We thoroughly enjoyed all of this, but perhaps the very best part of Bursa waited til our final day. We changed accommodation, moving out to a (for us at least) splendidly fancy boutique hotel in the suburb of Cekirge.  

It's no secret that the Turks love their public baths, and Bursa has historically had some of the grandest, as it's gone to a series of natural hot springs.  Sarah and I each picked out one ancient Hamam to visit on our final evening. I went to the Yeni Kaplice (the "New" bath, a name which, as we're in Turkey, was entirely relative, as the place dated from 1555), while Sarah went to the Keçeli Hamam which, while having been renovated more recently, was almost a full century older than mine.

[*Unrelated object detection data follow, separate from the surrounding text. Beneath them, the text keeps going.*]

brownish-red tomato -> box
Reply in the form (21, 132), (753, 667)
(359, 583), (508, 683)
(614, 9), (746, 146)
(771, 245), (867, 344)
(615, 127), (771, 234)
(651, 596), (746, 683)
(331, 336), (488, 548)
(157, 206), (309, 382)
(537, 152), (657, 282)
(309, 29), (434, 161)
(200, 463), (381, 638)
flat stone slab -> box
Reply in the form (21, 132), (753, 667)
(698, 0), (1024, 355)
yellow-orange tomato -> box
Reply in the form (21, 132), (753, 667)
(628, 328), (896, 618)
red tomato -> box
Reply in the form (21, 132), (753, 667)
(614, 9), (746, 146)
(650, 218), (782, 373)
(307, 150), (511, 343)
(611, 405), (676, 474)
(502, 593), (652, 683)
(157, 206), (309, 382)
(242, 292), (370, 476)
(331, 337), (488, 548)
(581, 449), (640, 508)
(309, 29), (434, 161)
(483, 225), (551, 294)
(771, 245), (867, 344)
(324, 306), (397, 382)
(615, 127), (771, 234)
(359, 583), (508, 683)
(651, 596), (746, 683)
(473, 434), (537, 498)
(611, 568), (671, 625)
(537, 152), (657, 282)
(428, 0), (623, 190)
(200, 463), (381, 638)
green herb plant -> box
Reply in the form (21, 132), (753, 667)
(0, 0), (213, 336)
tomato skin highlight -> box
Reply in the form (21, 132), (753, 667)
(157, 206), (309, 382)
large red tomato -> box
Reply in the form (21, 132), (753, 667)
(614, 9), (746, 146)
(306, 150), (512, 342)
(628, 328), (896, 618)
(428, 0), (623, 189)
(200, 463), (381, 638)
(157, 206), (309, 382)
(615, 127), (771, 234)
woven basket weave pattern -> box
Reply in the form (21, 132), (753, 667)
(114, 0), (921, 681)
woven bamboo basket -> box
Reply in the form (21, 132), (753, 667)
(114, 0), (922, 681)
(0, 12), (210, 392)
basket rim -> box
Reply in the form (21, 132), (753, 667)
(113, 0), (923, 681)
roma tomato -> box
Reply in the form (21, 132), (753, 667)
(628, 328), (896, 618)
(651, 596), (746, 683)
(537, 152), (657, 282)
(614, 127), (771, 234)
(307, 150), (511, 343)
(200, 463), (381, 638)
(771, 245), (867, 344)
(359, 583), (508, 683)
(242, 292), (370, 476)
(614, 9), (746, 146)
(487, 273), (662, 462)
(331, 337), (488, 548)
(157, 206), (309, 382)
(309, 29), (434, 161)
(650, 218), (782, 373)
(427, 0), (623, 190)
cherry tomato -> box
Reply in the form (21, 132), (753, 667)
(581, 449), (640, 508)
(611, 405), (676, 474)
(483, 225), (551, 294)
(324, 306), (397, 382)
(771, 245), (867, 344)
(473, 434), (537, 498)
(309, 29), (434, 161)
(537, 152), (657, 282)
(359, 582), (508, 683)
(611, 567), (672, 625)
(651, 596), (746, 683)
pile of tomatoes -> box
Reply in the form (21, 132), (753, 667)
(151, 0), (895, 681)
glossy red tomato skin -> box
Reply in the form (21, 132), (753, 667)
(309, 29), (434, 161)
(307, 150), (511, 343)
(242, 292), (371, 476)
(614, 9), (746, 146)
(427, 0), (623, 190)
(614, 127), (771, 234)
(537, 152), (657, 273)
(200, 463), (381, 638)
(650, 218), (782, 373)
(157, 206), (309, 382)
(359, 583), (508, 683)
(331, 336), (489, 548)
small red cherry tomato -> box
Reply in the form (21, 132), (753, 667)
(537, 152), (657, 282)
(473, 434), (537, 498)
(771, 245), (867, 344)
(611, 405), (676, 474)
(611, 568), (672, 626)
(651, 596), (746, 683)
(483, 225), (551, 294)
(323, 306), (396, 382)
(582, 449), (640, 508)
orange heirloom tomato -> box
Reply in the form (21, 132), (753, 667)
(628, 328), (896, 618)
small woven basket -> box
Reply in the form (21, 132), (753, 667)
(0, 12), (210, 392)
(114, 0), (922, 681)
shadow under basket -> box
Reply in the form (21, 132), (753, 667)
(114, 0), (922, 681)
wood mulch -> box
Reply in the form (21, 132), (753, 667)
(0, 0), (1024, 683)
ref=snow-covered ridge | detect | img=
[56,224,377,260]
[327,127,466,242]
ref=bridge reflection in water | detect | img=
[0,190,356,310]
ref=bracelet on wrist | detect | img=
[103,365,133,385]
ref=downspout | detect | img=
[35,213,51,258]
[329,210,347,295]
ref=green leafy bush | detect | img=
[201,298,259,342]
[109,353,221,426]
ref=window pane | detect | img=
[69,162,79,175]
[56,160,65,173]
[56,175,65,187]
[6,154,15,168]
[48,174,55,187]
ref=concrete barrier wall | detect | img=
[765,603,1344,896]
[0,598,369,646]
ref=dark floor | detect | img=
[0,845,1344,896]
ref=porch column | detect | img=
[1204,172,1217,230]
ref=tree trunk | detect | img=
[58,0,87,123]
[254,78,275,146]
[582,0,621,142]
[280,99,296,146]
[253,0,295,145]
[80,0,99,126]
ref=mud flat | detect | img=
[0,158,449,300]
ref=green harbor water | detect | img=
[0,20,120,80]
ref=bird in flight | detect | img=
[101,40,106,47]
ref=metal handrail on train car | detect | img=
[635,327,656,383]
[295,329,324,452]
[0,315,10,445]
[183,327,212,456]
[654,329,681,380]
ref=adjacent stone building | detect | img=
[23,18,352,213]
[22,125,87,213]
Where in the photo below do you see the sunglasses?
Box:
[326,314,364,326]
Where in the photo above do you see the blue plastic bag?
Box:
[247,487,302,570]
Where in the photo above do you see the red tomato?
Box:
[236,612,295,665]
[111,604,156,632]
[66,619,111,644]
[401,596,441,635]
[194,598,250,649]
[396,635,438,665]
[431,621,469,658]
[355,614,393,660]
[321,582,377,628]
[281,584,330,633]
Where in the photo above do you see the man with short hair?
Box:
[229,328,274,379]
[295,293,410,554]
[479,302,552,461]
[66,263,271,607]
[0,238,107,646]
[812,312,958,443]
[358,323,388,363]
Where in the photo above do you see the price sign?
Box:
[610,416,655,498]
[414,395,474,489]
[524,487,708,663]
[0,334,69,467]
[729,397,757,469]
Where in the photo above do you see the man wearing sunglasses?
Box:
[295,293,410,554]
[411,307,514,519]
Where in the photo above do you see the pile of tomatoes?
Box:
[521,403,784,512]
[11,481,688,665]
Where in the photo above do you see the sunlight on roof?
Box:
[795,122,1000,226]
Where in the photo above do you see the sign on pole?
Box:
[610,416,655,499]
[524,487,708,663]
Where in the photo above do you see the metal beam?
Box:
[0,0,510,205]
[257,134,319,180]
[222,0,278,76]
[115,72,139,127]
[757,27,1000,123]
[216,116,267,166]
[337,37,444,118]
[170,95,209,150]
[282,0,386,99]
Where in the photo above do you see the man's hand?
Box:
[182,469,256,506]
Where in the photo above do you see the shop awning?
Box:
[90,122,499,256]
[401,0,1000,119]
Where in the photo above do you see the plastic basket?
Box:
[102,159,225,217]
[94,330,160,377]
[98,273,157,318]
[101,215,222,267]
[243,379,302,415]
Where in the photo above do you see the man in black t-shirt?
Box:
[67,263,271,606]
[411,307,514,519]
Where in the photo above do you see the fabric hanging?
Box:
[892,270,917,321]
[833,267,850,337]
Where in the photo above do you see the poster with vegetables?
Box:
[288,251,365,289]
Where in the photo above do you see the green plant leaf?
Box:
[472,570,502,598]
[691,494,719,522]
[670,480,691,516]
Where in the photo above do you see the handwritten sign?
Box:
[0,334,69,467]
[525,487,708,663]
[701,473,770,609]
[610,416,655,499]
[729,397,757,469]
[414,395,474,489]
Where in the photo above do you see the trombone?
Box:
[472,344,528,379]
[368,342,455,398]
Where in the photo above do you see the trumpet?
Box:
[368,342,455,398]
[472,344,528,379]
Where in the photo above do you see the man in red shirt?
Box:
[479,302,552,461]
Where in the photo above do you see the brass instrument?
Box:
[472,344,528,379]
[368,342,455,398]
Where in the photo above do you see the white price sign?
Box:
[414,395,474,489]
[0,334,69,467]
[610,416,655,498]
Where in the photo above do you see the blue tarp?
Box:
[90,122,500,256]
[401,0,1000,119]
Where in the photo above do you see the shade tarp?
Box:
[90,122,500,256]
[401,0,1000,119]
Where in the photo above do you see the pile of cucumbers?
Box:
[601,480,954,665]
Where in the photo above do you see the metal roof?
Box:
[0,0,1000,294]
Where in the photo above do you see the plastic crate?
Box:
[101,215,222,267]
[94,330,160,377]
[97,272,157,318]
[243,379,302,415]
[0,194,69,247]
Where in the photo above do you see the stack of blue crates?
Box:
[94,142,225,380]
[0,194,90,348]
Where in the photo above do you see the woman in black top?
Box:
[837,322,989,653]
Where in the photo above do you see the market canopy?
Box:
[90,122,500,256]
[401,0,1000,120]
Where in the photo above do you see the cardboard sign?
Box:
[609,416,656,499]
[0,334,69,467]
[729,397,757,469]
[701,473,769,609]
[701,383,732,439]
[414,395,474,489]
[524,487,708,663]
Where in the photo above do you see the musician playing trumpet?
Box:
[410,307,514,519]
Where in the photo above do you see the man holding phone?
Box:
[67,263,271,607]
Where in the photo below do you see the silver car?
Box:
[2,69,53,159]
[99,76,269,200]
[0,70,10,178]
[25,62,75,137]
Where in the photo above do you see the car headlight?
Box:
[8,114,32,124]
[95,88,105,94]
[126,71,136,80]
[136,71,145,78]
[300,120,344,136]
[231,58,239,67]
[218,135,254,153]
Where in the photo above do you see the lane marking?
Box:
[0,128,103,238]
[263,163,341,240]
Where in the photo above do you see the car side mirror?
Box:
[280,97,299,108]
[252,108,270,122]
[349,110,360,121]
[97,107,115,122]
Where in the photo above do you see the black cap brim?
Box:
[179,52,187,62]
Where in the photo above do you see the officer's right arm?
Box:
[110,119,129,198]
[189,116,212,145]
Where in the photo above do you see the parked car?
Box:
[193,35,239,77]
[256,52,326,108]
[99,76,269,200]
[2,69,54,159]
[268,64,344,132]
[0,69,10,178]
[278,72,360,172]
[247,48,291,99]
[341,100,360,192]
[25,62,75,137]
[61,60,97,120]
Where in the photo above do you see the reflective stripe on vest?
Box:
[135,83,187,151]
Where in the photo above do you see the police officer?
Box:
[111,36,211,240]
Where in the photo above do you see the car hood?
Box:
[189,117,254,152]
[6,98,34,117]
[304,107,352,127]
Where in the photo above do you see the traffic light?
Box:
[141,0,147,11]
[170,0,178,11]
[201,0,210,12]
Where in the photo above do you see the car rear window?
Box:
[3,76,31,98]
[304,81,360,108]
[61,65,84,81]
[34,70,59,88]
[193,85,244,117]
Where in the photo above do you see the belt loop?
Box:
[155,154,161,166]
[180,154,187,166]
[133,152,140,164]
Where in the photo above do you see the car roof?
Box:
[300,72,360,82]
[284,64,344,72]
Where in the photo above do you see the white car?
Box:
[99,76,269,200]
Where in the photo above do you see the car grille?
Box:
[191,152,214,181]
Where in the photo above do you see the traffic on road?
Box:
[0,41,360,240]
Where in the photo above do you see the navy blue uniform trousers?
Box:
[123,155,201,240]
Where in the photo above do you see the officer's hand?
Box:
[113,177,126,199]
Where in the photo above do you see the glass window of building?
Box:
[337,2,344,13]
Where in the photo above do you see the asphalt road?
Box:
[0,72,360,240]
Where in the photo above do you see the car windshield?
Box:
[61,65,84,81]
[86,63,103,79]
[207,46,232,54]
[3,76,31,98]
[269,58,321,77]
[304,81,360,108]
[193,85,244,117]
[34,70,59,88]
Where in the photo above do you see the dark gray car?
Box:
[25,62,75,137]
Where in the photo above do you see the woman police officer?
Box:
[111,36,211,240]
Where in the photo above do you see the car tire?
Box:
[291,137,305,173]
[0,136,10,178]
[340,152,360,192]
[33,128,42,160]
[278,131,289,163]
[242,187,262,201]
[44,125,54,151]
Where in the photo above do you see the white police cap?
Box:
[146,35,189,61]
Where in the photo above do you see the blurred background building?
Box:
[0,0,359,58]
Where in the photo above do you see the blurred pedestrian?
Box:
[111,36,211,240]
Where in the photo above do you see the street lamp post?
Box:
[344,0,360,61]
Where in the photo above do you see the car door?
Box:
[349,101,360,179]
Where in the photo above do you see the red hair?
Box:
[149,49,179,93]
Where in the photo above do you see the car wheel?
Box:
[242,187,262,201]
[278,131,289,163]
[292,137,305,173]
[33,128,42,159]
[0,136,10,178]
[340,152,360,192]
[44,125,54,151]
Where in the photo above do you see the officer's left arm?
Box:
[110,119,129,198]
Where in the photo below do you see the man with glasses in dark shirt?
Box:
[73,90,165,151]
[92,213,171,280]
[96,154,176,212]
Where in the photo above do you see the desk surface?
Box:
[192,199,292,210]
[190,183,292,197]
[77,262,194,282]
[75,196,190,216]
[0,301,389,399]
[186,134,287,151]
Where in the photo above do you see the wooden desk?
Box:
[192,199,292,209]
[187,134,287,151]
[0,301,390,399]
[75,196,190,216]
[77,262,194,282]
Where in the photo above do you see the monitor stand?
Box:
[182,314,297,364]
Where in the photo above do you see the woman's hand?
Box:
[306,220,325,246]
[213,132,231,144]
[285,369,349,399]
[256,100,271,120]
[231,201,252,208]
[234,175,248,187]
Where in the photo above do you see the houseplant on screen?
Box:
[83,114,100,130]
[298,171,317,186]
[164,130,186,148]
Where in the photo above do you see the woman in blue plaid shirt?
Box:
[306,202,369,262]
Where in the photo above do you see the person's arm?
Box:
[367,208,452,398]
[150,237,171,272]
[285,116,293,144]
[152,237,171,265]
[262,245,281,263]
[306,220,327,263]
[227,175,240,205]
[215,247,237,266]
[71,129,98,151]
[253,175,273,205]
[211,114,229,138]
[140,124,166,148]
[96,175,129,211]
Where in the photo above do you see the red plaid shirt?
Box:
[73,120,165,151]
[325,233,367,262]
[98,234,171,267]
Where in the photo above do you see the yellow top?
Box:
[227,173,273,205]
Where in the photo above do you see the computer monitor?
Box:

I was expecting such a venerable institution to be a major tourist attraction, but it seemed like I was the only non-local (definitely the only non-Turk) there.  I had a lovely long soak in the main pool, which was large enough and deep enough to swim in. I sat beneath a marble lion's head that poured 45°C water out of its mouth over my head and back (though even at this temperature it was still mixed waaaay down, as the spring that feeds the Hamam comes out of the ground at 84°C).  I had a nice conversation in very broken German with a Turkish man who informed me that Erdogan, Trump and Putin are all Schweins. And when it came time to leave, I was fetched a cup of tea, fresh towels (yes, towels… one for the body, one for my long hair) and patted dry by the very friendly and helpful attendant out in the grandiose dark wood lobby of the place.

Walking home on a cold November night after a hot, steamy bath is a wonderful sensation.  I'm not sure if Sarah had quite as much fun as I did, but it was a great way to finish off our visit to Bursa and prepare for our relaxed return to one of my favourite cities in the world, Istanbul.